Private schools and some public ones in central Baghdad are well equipped for the new situation, but those in poor or rural areas such as Yousifiyah struggle to cope.
Mr Malkouf set up Al Makarim in July 2018 on a dunum (3,750 square metres) of privately donated land in his hometown, with 10 caravans supplied by the Baghdad provincial council that had been used for about five years in camps for displaced people.
“The caravans were in a very bad state and needed money and work to repair and refurbish,” he said.
With donations from local residents for the repairs and furniture, the school was up and running three months later. Newly graduated teachers volunteered to work free for the first year, while the school was waiting for funds to be allocated by the federal government.
The road to the school is unpaved, and the caravan roofs leak, letting in winter rains that damage the floors, but it provides a much-needed option for local familiies.
“The nearest school that our students used to attend was about 12 kilometres away where more than 700 pupils crammed in overcrowded classrooms in two shifts,” Mr Malkouf said.
Mr Malkouf, 47, began his career as a teacher and later worked as deputy headmaster in two other schools in the area before starting Al Makarim.
Al Makarim is one of hundreds of schools in the country forced to operate out of caravans because of the lack of government funding for proper infrastructure. Iraq’s failure to improve basic services since 2003, when a US-led invasion ended Saddam Hussein’s dictatorship, was one of the grievances that sparked the protests last year.
Despite receiving hundreds of billions of dollars in oil revenue and international aid, successive governments failed to ensure a regular power supply, clean water, sewage treatment and other public services.
A sharp drop in oil prices since the coronavirus pandemic hit global travel and economic activity has left the government struggling even to pay salaries in the public sector, its biggest expenditure.
Meanwhile, operating amid the health crisis has placed an extra burden on schools and the families of their pupils.
At Al Makarim, teachers donate nearly one quarter of their salaries to a maintenance fund and to pay for Covid-19 safety measures, such as a sanitisation booth, disinfectant sprays for the classrooms, hand sanitisers and face masks for pupils who cannot afford them.
“Now, we are in a war against coronavirus to keep illiteracy away from our children who forgot everything over the past period” when schools were closed, Mr Malkouf said.
Despite the precautions, some families are wary of sending their children to school and have opted to have them learn online.
“Even if they practise physical distancing in the classrooms, the children can’t adhere to the rules for hours, especially when they eat or drink or use the bathroom,” said Noor Abdullah, a mother of two in Baghdad.

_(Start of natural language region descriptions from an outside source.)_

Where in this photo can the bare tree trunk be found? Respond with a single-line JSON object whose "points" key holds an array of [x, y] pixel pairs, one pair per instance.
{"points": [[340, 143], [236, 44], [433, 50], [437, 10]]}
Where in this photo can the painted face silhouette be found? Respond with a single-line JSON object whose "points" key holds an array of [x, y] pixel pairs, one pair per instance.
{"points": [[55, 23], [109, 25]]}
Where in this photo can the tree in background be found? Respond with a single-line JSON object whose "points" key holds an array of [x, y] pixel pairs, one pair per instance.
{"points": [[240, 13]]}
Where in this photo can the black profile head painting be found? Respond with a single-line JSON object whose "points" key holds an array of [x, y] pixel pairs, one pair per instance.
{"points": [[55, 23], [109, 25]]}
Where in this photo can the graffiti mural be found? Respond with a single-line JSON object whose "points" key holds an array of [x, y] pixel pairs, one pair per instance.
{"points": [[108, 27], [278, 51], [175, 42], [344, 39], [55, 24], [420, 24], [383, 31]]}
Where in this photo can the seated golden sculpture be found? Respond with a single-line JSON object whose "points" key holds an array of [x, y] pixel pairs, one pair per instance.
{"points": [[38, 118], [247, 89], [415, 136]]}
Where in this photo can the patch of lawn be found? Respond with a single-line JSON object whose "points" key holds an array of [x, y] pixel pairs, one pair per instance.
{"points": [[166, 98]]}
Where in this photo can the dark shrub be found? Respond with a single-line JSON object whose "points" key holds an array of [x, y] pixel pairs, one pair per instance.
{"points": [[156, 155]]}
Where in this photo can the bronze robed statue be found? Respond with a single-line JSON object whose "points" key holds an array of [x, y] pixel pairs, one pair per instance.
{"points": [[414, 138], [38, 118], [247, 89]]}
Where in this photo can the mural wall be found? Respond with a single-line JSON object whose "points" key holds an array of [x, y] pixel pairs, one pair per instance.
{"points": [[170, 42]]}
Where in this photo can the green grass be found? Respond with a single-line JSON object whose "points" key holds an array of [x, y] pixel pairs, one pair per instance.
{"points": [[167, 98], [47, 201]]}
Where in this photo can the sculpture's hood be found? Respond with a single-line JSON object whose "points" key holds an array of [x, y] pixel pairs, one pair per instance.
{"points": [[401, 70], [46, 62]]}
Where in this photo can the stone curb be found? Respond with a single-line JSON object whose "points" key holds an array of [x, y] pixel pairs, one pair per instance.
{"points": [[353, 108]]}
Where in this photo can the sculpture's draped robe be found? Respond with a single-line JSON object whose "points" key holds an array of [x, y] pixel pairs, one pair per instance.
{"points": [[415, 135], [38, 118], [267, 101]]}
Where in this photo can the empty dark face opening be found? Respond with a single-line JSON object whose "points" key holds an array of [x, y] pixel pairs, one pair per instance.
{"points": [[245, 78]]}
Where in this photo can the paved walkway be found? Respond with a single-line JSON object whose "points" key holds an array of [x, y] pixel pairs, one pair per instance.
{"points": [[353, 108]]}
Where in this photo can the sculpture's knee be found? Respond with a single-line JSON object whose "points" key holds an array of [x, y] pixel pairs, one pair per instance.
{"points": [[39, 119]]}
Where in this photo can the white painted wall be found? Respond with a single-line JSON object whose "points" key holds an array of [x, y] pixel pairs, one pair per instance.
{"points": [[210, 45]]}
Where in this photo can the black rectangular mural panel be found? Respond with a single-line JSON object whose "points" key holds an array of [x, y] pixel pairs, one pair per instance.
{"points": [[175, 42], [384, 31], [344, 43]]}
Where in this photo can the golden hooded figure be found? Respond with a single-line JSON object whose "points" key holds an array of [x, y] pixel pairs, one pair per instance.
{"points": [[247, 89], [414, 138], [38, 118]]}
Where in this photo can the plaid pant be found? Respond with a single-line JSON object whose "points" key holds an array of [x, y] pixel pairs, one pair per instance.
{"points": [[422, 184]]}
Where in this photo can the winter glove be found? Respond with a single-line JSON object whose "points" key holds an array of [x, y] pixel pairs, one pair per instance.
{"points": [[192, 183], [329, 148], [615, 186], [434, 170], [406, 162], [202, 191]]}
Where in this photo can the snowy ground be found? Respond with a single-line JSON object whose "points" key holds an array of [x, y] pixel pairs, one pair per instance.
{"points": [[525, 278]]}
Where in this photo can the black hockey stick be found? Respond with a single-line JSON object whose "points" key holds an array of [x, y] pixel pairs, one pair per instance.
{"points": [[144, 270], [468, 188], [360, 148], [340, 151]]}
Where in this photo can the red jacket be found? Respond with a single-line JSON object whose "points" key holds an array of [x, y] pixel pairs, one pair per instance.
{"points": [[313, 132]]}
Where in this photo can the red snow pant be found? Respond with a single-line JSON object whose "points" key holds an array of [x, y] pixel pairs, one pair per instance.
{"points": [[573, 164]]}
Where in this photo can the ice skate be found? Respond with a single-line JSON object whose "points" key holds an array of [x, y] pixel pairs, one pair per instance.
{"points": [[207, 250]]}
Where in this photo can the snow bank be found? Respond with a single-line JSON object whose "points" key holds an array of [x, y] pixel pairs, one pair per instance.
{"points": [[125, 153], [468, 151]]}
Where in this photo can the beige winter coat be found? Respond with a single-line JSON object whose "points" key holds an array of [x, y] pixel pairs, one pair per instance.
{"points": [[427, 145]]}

“We got the books and will have them study at home while following up with the teachers on online platforms, and we’ll evaluate the situation from time to time,” she said.
But most families cannot afford smartphones or computers for their children to study online, while poor electricity supply and internet make it hard for them to follow up, Mr Malkouf said.
In a country where the poverty rate is expected to rise to 31.7 per cent by the end of this year from 20 per cent in 2018, because of the socio-economic effects of the pandemic, buying a smartphone is a distant dream.
An internet subscription – which costs at least $50 a month – is a luxury for many. Even then, the connection is unreliable and relatively slow. In October, Iraq ranked 101st globally for fixed broadband connections, with an average speed of 28.9 Mbps, and 127th for mobile connectivity with an average speed of 12.95 Mbps, according to the Ookla Speedtest Global Index released last month.
Despite spending more than $62 billion on electricity since 2003, according to Prime Minister Mustafa Al Kadhimi, many Iraqi cities and towns still experience severe power cuts. In Yousifiyah, the failures sometimes last for more than 12 hours a day.
"Distance learning in rural areas is very hard and it is impossible to bear fruits given the lengthy power outage and internet problems," Mr Malkouf said.